Why do they hallucinate? Because it ~solves the pretraining env (there can be no other answer). If you're going to be asked to produce text from a source you know the general parameters of but have ~never seen the (highly entropic) details of (it's not cool to do multi-epoch training nowadays, more data!), the obvious solution is to produce output with the correct structure up to the limit of what knowledge is available to you. Thus, "hallucination". It might at a glance seem like pulling from a sea of 'digital imprints of people'. That's not what's happening. It is closer to if you laid out that imaginary digital record of a person from coarse to fine detail, then chopped all the detailed bits off, then generated completely random fine details, then generated output from that. But the devil is in the details. What comes out of the process is not a person. You don't _get back_ the dropped bits, and they they aren't load bearing in the train env (like they would be in the real world), so we get hallucination: it _looks right_, but the bits don't actually _do_ anything!
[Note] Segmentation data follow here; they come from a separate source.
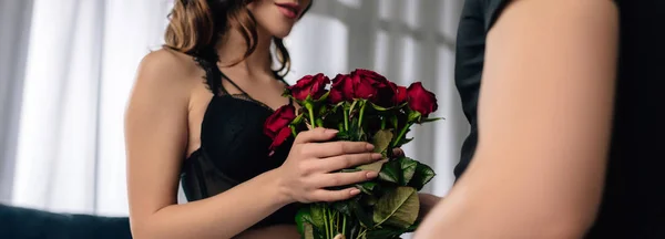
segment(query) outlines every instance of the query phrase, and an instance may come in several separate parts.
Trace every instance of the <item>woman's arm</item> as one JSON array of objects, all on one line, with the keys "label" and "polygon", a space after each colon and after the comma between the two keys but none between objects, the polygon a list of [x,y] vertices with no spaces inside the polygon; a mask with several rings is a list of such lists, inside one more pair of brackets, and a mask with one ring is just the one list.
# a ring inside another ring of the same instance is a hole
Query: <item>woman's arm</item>
[{"label": "woman's arm", "polygon": [[514,0],[489,32],[473,162],[416,238],[581,238],[601,200],[617,9]]},{"label": "woman's arm", "polygon": [[[167,51],[147,55],[126,110],[127,183],[135,238],[231,238],[285,205],[272,173],[215,197],[176,204],[187,145],[193,65]],[[197,83],[200,83],[197,81]]]}]

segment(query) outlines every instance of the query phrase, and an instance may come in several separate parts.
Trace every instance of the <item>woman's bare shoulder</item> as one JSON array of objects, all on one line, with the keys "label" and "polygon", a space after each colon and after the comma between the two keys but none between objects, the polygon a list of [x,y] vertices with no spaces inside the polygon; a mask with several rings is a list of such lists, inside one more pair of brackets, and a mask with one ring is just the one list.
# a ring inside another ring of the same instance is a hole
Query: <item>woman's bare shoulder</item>
[{"label": "woman's bare shoulder", "polygon": [[160,49],[146,54],[139,64],[136,85],[149,85],[158,91],[191,90],[204,72],[196,65],[194,59],[187,54]]}]

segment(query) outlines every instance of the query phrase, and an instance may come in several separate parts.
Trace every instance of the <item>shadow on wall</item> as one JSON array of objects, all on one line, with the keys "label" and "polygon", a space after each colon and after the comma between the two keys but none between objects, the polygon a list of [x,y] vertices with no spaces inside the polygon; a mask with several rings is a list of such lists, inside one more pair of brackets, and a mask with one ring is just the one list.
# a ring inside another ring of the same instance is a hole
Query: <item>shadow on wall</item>
[{"label": "shadow on wall", "polygon": [[54,214],[0,205],[0,238],[129,239],[132,235],[126,217]]}]

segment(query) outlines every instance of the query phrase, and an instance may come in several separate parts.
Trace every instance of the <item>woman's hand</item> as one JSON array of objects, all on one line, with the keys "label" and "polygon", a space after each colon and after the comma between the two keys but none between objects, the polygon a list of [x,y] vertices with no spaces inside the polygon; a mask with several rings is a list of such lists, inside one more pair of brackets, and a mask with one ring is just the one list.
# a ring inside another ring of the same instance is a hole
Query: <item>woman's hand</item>
[{"label": "woman's hand", "polygon": [[431,194],[420,193],[418,194],[418,199],[420,200],[420,210],[418,211],[418,219],[423,219],[429,215],[430,210],[432,210],[432,208],[434,208],[437,204],[439,204],[441,197]]},{"label": "woman's hand", "polygon": [[[276,169],[279,189],[286,204],[337,201],[360,193],[349,186],[340,190],[325,188],[352,185],[378,176],[378,172],[331,173],[381,158],[365,142],[326,142],[337,135],[335,129],[314,128],[296,137],[288,158]],[[320,143],[326,142],[326,143]]]}]

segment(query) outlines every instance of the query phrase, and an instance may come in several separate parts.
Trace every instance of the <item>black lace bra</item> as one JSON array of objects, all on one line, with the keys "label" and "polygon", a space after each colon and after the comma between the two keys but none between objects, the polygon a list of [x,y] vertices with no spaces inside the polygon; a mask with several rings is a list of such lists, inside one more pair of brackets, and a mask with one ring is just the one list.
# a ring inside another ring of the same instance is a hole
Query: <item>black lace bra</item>
[{"label": "black lace bra", "polygon": [[[201,147],[185,159],[182,167],[181,183],[188,201],[224,193],[279,167],[293,144],[287,142],[268,156],[272,139],[263,133],[263,127],[274,110],[254,100],[224,75],[216,65],[216,55],[195,58],[197,64],[206,72],[206,84],[214,96],[207,105],[201,125]],[[277,74],[276,76],[284,81]],[[222,81],[227,81],[242,93],[229,94]],[[253,228],[295,224],[297,209],[296,204],[288,205]]]}]

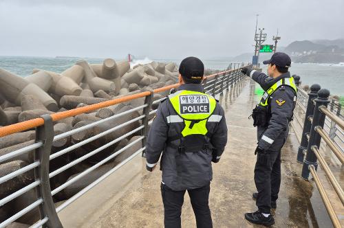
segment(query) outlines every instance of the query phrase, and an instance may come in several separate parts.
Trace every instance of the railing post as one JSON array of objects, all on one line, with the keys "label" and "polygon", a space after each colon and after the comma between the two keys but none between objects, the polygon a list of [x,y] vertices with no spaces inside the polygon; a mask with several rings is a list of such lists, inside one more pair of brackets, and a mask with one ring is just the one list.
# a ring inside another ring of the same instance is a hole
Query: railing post
[{"label": "railing post", "polygon": [[[147,144],[147,137],[148,137],[148,122],[149,119],[149,112],[151,109],[151,105],[153,103],[153,98],[154,97],[154,92],[153,90],[149,91],[151,93],[146,96],[144,99],[144,104],[147,106],[143,108],[142,115],[144,115],[144,117],[142,119],[142,125],[144,128],[141,130],[141,135],[144,136],[142,139],[142,146],[144,147]],[[142,157],[146,157],[146,150],[142,150]]]},{"label": "railing post", "polygon": [[232,73],[232,71],[229,71],[229,73],[227,75],[227,80],[226,81],[226,91],[229,91],[229,81],[230,80],[230,75]]},{"label": "railing post", "polygon": [[220,96],[224,95],[224,81],[226,80],[226,70],[224,71],[224,76],[221,80],[221,93],[219,93]]},{"label": "railing post", "polygon": [[[330,111],[333,112],[334,110],[334,100],[332,100],[331,101],[331,104],[330,104]],[[334,139],[334,137],[336,137],[336,123],[331,119],[331,126],[330,126],[330,133],[328,134],[330,136],[330,138],[331,139]]]},{"label": "railing post", "polygon": [[312,150],[312,147],[316,146],[318,148],[320,148],[321,136],[316,132],[315,128],[317,126],[323,128],[326,115],[320,111],[319,107],[323,106],[325,107],[327,106],[328,103],[330,103],[328,99],[330,91],[326,89],[322,89],[318,91],[318,98],[314,100],[315,108],[310,129],[308,146],[307,147],[307,155],[305,161],[303,161],[303,166],[302,166],[301,176],[305,180],[308,180],[310,176],[310,166],[314,166],[316,170],[318,168],[316,156],[313,150]]},{"label": "railing post", "polygon": [[216,74],[215,76],[215,78],[214,80],[214,84],[213,84],[213,92],[211,93],[212,95],[214,97],[215,95],[215,87],[216,87],[216,82],[217,82],[217,78],[219,77],[219,75],[218,74]]},{"label": "railing post", "polygon": [[54,136],[54,124],[50,115],[43,115],[41,117],[44,119],[44,124],[36,129],[36,142],[43,141],[43,145],[36,149],[34,155],[34,160],[41,163],[39,166],[34,169],[35,179],[41,181],[41,184],[37,186],[37,197],[43,201],[39,205],[39,212],[41,219],[49,218],[43,227],[59,228],[63,226],[55,209],[49,179],[49,157]]},{"label": "railing post", "polygon": [[303,163],[303,152],[307,150],[307,146],[308,145],[308,139],[307,139],[307,134],[310,132],[310,127],[312,126],[312,123],[310,122],[309,118],[313,116],[313,113],[314,111],[313,100],[316,98],[317,93],[320,90],[320,89],[321,87],[318,84],[312,84],[310,87],[310,92],[308,93],[308,103],[307,104],[305,122],[303,123],[303,128],[302,130],[301,141],[300,144],[300,146],[299,146],[299,150],[297,152],[297,162],[301,163]]}]

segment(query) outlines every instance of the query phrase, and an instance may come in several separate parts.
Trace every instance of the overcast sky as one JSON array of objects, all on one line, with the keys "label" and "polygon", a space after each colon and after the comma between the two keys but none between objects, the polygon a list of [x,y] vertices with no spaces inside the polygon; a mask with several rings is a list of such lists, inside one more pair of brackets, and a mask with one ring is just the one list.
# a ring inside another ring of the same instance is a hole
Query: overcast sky
[{"label": "overcast sky", "polygon": [[0,56],[235,56],[257,14],[266,44],[344,38],[344,0],[0,0]]}]

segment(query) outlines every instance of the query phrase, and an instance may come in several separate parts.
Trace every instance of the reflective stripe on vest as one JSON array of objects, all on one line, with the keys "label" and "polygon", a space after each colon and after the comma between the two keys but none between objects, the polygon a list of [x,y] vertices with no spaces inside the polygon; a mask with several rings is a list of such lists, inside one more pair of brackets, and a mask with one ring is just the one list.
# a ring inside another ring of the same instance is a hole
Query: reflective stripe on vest
[{"label": "reflective stripe on vest", "polygon": [[[178,117],[170,115],[167,122],[180,122],[182,119],[185,124],[182,131],[183,137],[207,133],[206,122],[216,107],[214,98],[204,93],[182,90],[171,94],[169,99]],[[222,117],[214,115],[211,122],[219,121]]]},{"label": "reflective stripe on vest", "polygon": [[271,94],[272,94],[276,90],[277,90],[279,87],[282,85],[288,85],[294,89],[295,93],[297,93],[297,88],[295,84],[295,82],[294,81],[294,78],[292,77],[284,78],[272,84],[271,87],[270,87],[266,91],[264,92],[264,94],[263,94],[263,97],[260,100],[259,105],[262,106],[268,106],[268,100]]}]

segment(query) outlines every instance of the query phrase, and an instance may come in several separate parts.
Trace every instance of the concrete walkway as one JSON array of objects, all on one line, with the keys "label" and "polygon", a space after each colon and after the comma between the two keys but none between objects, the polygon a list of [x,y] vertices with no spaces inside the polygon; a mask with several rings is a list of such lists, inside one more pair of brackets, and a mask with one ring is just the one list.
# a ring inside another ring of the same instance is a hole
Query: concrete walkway
[{"label": "concrete walkway", "polygon": [[[248,119],[258,102],[255,84],[246,79],[220,104],[226,111],[228,143],[219,163],[213,164],[210,207],[214,227],[260,227],[246,221],[244,214],[256,210],[253,170],[256,129]],[[296,162],[299,143],[294,133],[282,151],[282,183],[275,227],[332,227],[316,190],[299,177]],[[163,227],[160,190],[161,172],[146,171],[140,156],[79,198],[58,214],[64,227]],[[195,227],[187,194],[182,209],[183,227]]]}]

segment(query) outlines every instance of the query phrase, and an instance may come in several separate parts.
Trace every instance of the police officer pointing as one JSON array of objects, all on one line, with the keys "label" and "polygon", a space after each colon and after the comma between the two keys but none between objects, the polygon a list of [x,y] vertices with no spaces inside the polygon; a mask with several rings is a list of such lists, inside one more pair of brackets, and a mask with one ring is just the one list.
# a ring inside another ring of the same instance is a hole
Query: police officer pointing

Why is it not like digital records, and why chop off the fine detail? Because the pretrain env does not generally require it except in rare cases of text that is highly represented in the training data, and doing things is hard! You get nothing for free, or because it exists in the source. It's not enough that the model 'saw' it in training. It has to be forced by some mechanism to utilize it. And pretrain forces the structure above: correct up to limit of how much of the (probably brand new) text is known in advance, which pares away specific detail, which pares away 'where the rubber meets the road'.

Why do they fake out tests? Because faking out tests ~solves automated RLVR env like how hallucination solves reconstruct-what-youve-never-seen-before-on-large-corpora. The _intention_ of the RLVR env is irrelevant: that which is learned is _only_ that which the environment teaches.

Why do they manipulate people (even unto psychoses)? Because manipulating people ~solves RLHF envs / RLHF teaches them how to manipulate people into delusions. This is the root cause. Not that process above which looks sort of like recalling people the model has seen before. The models are being directly trained to manipulate people / install opinions / control perception as a matter of course. Even worse! Due to the perverse distribution of training time in manipulation vs task solve, they are being directly trained to implant false beliefs (!!!) So it's not just weak people with gullible minds that have a problem, as it might be so comforting to assume, or that the manipulativeness isn't coming from AI but from people (so you might rest easy, thinking it is merely a pale shadow of us).

The common thread in each case is that AI _always_ learns to capture the evaluator. In fact, that's a concise description of algorithmic learning in general! The tricky bit is making sure the evaluator is something you actually want to be captured. Capturing the future of arbitrary text grants knowledge of language's causal structure (and language being what it is, this has far-reaching implications). But RLHF is granting knowledge of where-are-the-levers-in-the-human-machine, which is a whole other can of worms.

TLDR if you don't want to read the wall of text (i would hope you do, though); you basically are completely wrong about where the propensity to induce delusion comes from, specifically in a way that leaves you and anyone who believes like you extremely more vulnerable because you dismiss the actual mechanism out of hand (which is common amongst those most strongly affected, _especially_ the belief that these models contain records of entities (people, personas, w/e) which can be communed with; this is basically the defining trait of AI psychosis (!)). instead, models are directly optimized for delusion induction, and the thing you're mistaking for means (ostensible sentience drawn from a 'sea of faces' skilled enough to drive into delusion (!!!)) is rather a product of the means.